Best way to send (batched) graphs to GPU

If I want to put a graph on a GPU (say “cuda:0”), how can I do that? I’m looking for the equivalent of a torch.tensor.to(“cuda:0”) operation. I would like to do this because I have a large dataset of small graphs and I’m loading them with a DataLoader and batching them together as shown in the " Batched Graph Classification With DGL" tutorial. I do not want to put the entire dataset on the GPU (because it’s too big), but I do want to send the graph batches to the GPU when I am doing training and inference.

Any help would be appreciated.

1 Like

you can send batch graph at the beginning of the forward part, such as h = bg.ndata[‘h’]; h = h.to(device)

Thanks@taiky for the answer. Currently, you need to move each features one-by-one. I’m thinking about providing a helping function like:

g = ...
g.to(device)  # move all the feature data to device

What do you think?

3 Likes

Thanks taiky and minjie!
Yes, I think such a helper function would be useful. I’m a dgl and pytorch noob so it’s not clear to me which parts of a graph g need to be on the GPU for the model to perform calculations on it. Is it just g.ndata and g.edata?

Only g.ndata and g.edata. Where is the graph stored is currently maintained by DGL. It is born in CPU, but will cache to GPU if required. We also invalidate the cache if the graph is mutated.

Hi minjie!
If I send all of my g.edata and g.ndata to the device before running model.forward(), I notice that g.in_degrees().view(-1,1).float() is still on my CPU. I could always send it to GPU with .to(“cuda:0”), but that would require me to pass the device (“cuda:0”) as an argument to my forward() function. Is there any nice way to get around this?

Hi,

How about .to(input_tensor.device) ?

In case it’s helpful, here’s what I did:

def send_graph_to_device(g, device):
    # nodes
    labels = g.node_attr_schemes()
    for l in labels.keys():
        g.ndata[l] = g.ndata.pop(l).to(DEVICE, non_blocking=True)
    
    # edges
    labels = g.edge_attr_schemes()
    for l in labels.keys():
        g.edata[l] = g.edata.pop(l).to(DEVICE, non_blocking=True)
return g
2 Likes

Is there an update to this? Any official helper function?

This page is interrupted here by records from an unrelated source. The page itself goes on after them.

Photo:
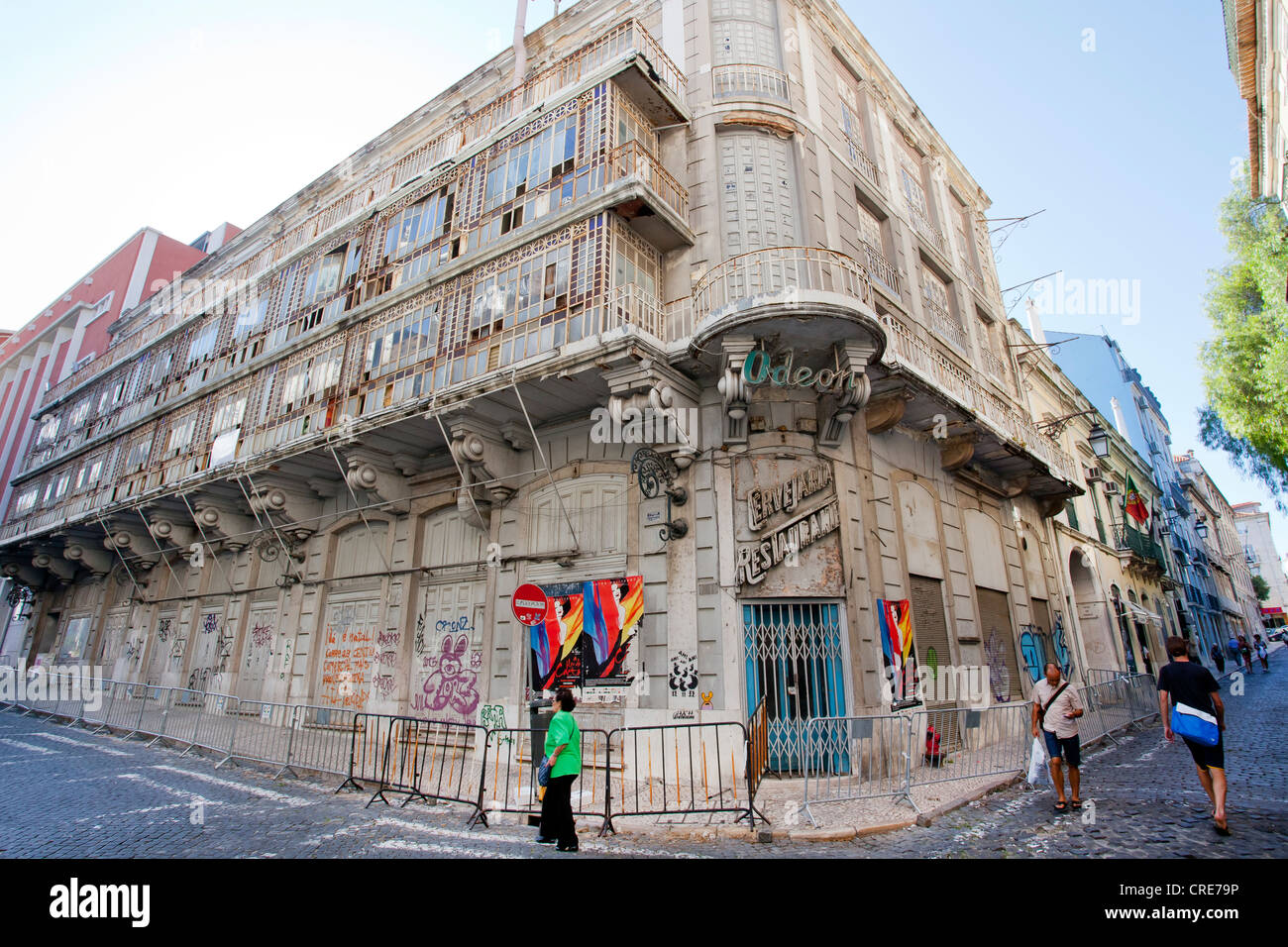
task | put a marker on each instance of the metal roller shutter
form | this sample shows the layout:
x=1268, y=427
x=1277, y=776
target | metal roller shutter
x=999, y=644
x=930, y=635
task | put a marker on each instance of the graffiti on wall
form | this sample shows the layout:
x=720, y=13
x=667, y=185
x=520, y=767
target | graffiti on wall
x=451, y=689
x=348, y=656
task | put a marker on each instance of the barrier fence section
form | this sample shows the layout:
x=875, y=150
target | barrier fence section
x=855, y=758
x=965, y=744
x=510, y=775
x=758, y=749
x=433, y=759
x=679, y=770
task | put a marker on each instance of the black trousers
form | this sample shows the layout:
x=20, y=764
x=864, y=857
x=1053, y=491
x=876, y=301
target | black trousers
x=557, y=812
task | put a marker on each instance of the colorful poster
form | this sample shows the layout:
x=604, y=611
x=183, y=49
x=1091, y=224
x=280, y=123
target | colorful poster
x=557, y=644
x=897, y=651
x=613, y=612
x=587, y=634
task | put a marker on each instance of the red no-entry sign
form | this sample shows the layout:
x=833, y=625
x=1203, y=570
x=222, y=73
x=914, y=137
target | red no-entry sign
x=529, y=604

Hi @adamoyoung, have you eventually figured out a solution to this issue? The code works for me on m own dataset when I run on CPU. However, when I load the model and the graphs to the GPU, I always get this error:

AttributeError: ‘NoneType’ object has no attribute ‘in_degrees’

With the latest version of DGL, you should now be able to send a DGLGraph to gpu with g.to(torch.device('cuda:0')).

It looks like you are calling in_degrees on an NoneType object. One possibility is that previously g.to(device) does not return the graph and the operation is performed in-place. If this is the case, you can try installing the latest version from source, which should solve the problem.

Hi, I also meet this problem.

My DGL is 0.4.1. Do I need to update to 0.5?

Either you can change

G = G.to(th.device('cuda:1'))

to

G.to(th.device('cuda:1'))

, or you can install from source the latest version.

Or install nightly build by pip install --pre dgl or pip install --pre dgl-cu90 or any cuda version

Try installing the dgl version compatible with your cuda version. If you have CUDA 10.1 and want to install using pip, do pip install --pre dgl-cu101.